The art of being able to say no

All of us want to be agreeable and to be liked by others—both at work, and in life in general. This very fact, however, leads to a problem that can keep us from achieving the goals we set for ourselves: the inability to say “no.”

So, what’s the problem? Isn’t it better to be able to say “yes” to our customers, coworkers, and boss? Not always.

Unfortunately, when we won’t say no because we’re afraid we’ll disappoint people or hurt their feelings, we end up letting others decide what we will do, or what kind of person we are going to be. As Warren Buffett so accurately pointed out, “You’ve gotta keep control of your time, and you can’t unless you say no. You can’t let people set your agenda in life.”

Take a moment to think back over the past few months. How many times did you find yourself saying yes and then regretting it later? If you’re like most of us, probably more times than you would like to admit.

The good news is that you can learn to say “no,” and you can say it honestly, and with style and grace.

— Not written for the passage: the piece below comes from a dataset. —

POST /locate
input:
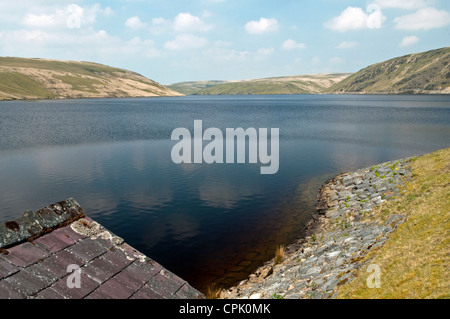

Keep in mind that there are very legitimate reasons for you to say no to the requests of others—particularly when saying yes would require you to do something that’s unreasonable, inconsiderate, or inconvenient—or that takes you away from your own priorities and goals at work or in life.

Here are some of the most common reasons why we have difficulty saying no:

  • We feel saying no would be rude
  • We need to repay someone for a favor
  • We think that it won’t take much of our time
  • We believe that it is our responsibility or obligation
  • We are afraid that people won’t like us anymore
  • We feel guilty about it
  • We fear being rejected and losing friends

There’s no magic formula or rule to follow to saying no. It’s a personal choice. But by saying “no” to some requests, we can say “yes” to our top priorities in life.

So if you’re ready to learn how to say no, here are some responses you can use when you don’t want to say yes.

  • I’m sorry, but I can’t commit to this as I have other priorities at this time.
  • I am in the middle of doing something and now is not a good time for me.
  • I feel I am not the right person to help you on this. Perhaps someone else would be better.
  • I have a long-term commitment that I cannot break.
  • Thank you for thinking of me, however, I already made plans.
  • I would love to but I have to say no.

Saying no isn’t easy if you naturally tend to say yes. However, learning to say no is a vital part of getting things done, and staying away from situations that can create unnecessary stress for you. With practice, saying no gets easier and easier. Give it a try, and you’ll see.